President Javier Milei has placed Argentina’s intelligence services (Agencia Federal de Inteligencia, AFI) under trusteeship via an emergency decree and will implement a régime of voluntary retirement for spies.
News of the overhaul a day after the new head of state appointed 39-year-old lawyer Silvestre Sívori as the agency’s new chief.
Via Emergency Decree 22/2023, published last Wednesday in the Official Gazette, President Milei ordered a trusteeship for AFI (ex-SIDE) for the next two years "or until the motives (for this move) cease to apply."
The institution had already been placed under the control of a previous trustee by Milei’s predecessor Alberto Fernández. But Milei complained that there had been "a notorious institutional decay in detriment to the objectives proposed by the Ley de Inteligencia Nacional N° 25.520."
"Trusteeships aim at removing the causes for them, guaranteeing the faithful fulfilment of the objectives attributed to the organisation by the law of its creation until the institution is normalised," underlined the head of state.
The president further criticised that the Frente de Todos administration "drained the organisation of funds with the apparent objective of subsequently re-allocating them to nutritional and educational public policies to tackle the social emergency yet there is no substantial evidence of their being duly accredited."
Via the trusteeship Milei will seek to "revise the use of reserve funds as well as the purchases and contracts made within the framework of the revived Decree N° 1311/15 and its amendments and Decree N° 331/23 in order to detect any anomaly or non-compliance, in which case investigations will be started and the corresponding denunciations made."
Austerity at AFI
The decree also left it quite clear that Milei’s cost-cutting plan would have an impact on AFI structures, "placing on stand-by the staff as [the trustee] estimates to be convenient" and "the extraordinary pensioning-off of those agents who, without regard to age, have met the requisites for voluntarily obtaining their pensions with their services no longer necessary."

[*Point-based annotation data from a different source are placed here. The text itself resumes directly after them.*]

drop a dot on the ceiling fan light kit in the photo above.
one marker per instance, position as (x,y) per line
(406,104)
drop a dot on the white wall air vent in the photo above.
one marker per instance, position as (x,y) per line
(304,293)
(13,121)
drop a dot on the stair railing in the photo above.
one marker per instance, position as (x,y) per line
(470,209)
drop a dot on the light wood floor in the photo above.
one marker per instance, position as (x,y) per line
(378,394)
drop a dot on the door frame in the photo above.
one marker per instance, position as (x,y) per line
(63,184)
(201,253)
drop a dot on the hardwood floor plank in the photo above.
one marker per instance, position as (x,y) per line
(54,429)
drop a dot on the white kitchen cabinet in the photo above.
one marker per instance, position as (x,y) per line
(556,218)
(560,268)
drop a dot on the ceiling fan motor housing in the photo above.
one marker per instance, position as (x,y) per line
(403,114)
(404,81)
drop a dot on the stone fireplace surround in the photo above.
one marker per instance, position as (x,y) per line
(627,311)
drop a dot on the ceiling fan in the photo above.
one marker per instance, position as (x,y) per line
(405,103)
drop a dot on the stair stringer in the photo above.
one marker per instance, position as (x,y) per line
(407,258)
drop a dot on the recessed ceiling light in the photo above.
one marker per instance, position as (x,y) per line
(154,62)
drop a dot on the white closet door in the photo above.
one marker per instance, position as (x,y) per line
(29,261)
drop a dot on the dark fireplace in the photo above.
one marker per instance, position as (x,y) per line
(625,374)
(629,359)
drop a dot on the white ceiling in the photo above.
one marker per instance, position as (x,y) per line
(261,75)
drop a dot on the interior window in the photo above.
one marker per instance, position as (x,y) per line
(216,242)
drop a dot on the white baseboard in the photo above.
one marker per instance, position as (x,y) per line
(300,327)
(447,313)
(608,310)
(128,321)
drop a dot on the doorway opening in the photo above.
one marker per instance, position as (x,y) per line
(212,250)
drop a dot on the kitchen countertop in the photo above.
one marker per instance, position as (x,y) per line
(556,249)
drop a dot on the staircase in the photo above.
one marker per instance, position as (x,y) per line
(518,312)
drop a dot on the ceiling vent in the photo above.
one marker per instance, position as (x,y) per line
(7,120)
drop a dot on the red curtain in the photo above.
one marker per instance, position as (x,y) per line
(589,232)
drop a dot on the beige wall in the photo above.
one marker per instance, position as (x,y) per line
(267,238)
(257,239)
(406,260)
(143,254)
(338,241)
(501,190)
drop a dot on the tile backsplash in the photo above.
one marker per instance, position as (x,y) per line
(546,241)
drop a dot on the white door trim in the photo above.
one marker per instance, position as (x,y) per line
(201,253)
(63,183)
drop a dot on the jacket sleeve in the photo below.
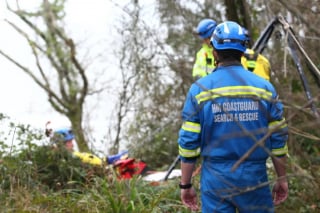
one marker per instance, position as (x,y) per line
(190,132)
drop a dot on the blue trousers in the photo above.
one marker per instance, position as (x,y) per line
(245,190)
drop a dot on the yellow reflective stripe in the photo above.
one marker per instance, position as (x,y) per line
(189,153)
(278,124)
(233,91)
(280,151)
(191,127)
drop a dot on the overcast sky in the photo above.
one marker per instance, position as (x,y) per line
(21,99)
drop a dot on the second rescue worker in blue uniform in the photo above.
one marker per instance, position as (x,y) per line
(204,63)
(225,115)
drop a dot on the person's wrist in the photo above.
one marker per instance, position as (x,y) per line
(185,186)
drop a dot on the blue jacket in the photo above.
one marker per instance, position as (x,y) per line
(227,112)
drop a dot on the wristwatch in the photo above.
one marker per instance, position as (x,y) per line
(185,186)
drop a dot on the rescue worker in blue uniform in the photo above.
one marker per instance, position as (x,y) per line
(232,119)
(204,63)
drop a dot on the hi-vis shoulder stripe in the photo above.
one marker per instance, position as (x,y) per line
(191,127)
(278,124)
(189,153)
(233,91)
(280,151)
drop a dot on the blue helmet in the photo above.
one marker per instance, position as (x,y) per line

To that end "a Commission for the Re-categorisation of Staff will be created" while advancing in the implementation of "a régime of voluntary retirement" for spies, it details.

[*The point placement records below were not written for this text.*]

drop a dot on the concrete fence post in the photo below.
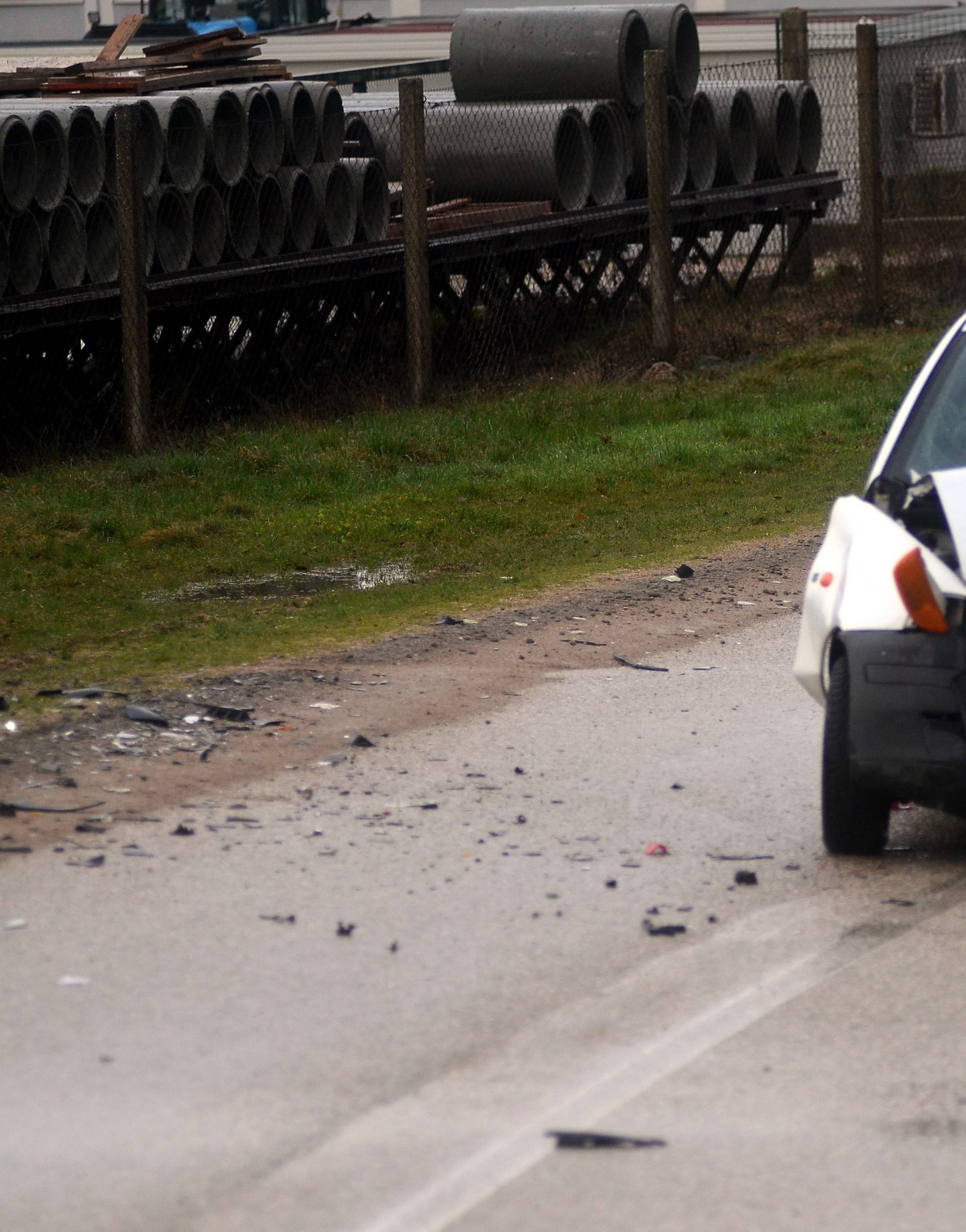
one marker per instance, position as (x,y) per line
(870,173)
(795,68)
(131,281)
(416,253)
(658,205)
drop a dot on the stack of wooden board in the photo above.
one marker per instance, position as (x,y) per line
(178,64)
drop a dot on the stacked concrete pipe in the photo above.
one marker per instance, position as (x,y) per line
(242,219)
(777,124)
(64,244)
(301,124)
(736,132)
(209,224)
(703,146)
(511,54)
(301,208)
(371,193)
(148,144)
(336,199)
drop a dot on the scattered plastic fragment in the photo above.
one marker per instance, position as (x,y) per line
(229,714)
(142,715)
(576,1140)
(637,667)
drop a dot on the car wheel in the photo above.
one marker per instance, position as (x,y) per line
(854,820)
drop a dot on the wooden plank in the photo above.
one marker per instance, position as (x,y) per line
(125,31)
(180,45)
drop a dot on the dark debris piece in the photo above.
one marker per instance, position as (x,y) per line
(576,1140)
(637,667)
(229,714)
(665,930)
(142,715)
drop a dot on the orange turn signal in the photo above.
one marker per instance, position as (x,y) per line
(917,593)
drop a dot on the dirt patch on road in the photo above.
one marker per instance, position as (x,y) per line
(305,713)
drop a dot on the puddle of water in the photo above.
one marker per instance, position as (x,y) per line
(287,586)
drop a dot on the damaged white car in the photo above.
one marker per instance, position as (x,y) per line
(882,642)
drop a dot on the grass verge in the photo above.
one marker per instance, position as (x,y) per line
(542,486)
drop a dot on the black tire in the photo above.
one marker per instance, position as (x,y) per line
(854,820)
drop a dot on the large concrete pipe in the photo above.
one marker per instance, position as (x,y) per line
(582,52)
(330,120)
(18,166)
(66,244)
(359,142)
(301,126)
(184,139)
(242,219)
(301,208)
(86,148)
(148,144)
(809,110)
(171,217)
(264,150)
(677,150)
(272,217)
(26,254)
(703,144)
(275,108)
(778,128)
(498,150)
(371,193)
(100,224)
(672,30)
(50,147)
(609,179)
(209,224)
(336,204)
(226,133)
(736,133)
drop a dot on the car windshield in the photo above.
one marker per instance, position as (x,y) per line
(934,436)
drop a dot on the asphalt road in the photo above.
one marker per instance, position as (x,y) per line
(206,1068)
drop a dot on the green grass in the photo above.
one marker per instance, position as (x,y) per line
(549,485)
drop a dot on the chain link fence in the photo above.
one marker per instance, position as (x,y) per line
(258,232)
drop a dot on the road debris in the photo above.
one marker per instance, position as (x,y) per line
(663,930)
(637,667)
(740,859)
(229,714)
(142,715)
(589,1140)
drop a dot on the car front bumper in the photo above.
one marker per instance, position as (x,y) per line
(907,715)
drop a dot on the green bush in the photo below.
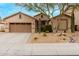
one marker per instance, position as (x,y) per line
(47,28)
(44,34)
(35,38)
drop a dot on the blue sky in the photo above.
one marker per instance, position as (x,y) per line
(7,9)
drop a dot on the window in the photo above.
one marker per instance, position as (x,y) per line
(20,16)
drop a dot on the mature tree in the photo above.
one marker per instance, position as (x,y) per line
(45,8)
(49,8)
(64,7)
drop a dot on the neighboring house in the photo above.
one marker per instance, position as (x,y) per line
(19,22)
(61,23)
(41,21)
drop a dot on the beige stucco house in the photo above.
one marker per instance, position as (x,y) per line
(19,22)
(41,20)
(61,23)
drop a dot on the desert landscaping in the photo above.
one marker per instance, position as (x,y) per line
(54,38)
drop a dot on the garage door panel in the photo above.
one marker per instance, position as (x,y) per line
(20,27)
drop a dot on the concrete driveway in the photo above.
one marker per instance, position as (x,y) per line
(12,43)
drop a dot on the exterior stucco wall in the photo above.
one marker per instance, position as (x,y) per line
(23,19)
(43,18)
(55,21)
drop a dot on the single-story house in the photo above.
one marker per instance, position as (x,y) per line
(61,23)
(41,21)
(19,22)
(2,26)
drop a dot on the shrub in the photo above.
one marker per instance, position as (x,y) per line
(47,28)
(44,34)
(2,30)
(35,38)
(60,34)
(64,34)
(64,38)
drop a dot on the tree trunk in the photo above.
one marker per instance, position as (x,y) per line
(39,24)
(72,22)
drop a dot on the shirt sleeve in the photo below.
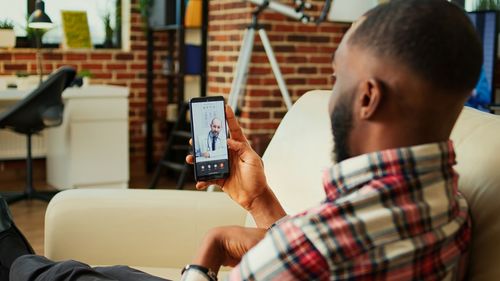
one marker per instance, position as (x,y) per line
(284,254)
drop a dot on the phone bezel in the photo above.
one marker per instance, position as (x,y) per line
(193,135)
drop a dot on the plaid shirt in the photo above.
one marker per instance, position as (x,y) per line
(389,215)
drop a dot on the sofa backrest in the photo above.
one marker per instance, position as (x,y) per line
(299,152)
(477,142)
(302,148)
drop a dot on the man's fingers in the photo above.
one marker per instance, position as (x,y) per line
(204,184)
(190,159)
(236,146)
(234,126)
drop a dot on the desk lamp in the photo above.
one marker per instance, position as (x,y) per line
(39,20)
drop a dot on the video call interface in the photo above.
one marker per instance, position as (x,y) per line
(209,132)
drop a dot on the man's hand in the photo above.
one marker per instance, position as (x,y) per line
(227,245)
(246,184)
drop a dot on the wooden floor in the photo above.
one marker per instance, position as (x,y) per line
(29,215)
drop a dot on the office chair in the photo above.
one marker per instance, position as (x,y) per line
(41,109)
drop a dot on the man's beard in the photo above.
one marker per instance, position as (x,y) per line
(341,120)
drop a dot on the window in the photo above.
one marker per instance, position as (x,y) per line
(18,11)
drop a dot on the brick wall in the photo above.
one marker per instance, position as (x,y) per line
(113,67)
(304,52)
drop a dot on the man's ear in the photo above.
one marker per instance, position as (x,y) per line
(372,92)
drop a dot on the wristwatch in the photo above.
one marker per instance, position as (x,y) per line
(209,273)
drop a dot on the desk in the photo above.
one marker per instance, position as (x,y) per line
(91,147)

"It is imperious to restructure state intelligence so that there is coordination between its various members directed towards the specific activities of intelligence and counterintelligence with the objectives of protecting national sovereignty and preserving constitutional order, as well as formulating useful intelligence tips for the pursuit of national objectives," remarked the President in his emergency decree.
Appointment
In the same edition of the Official Gazette, Milei also formalised the designation of the lawyer Silvestre Sívori as AFI trustee.
The 39-year-old is a close ally of Cabinet Chief Nicolás Posse, like many in Milei’s government, with a track record in City Hall and the 2015-19 Cambiemos Presidency.
Sívori’s name had been rumoured as a potential AFI chief. Others in the frame for the post included Santiago Caputo and Mariano Federici, the former head of the UIF anti-money-laundering watchdog.
During his time in the City administration, Sívori held positions in the Legal & Technical Secretariat and the Environmental Protection Agency. He was also a lawyer in the General Technical, Administrative and Legal Directorate of the City’s Transport Undersecretariat.
He moved to the national government in 2016, working with then-Transport minister Guillermo Dietrich in the portfolio’s legal department until 2019. In 2021, he again worked for City Hall in its Attorney-General's Office.
In 2017, Sívori was temporarily appointed (for 180 days) to the position of general director of legal affairs under the Undersecretary of Administrative Coordination of the Transport Ministry, according to data from the Official Gazette published in that year.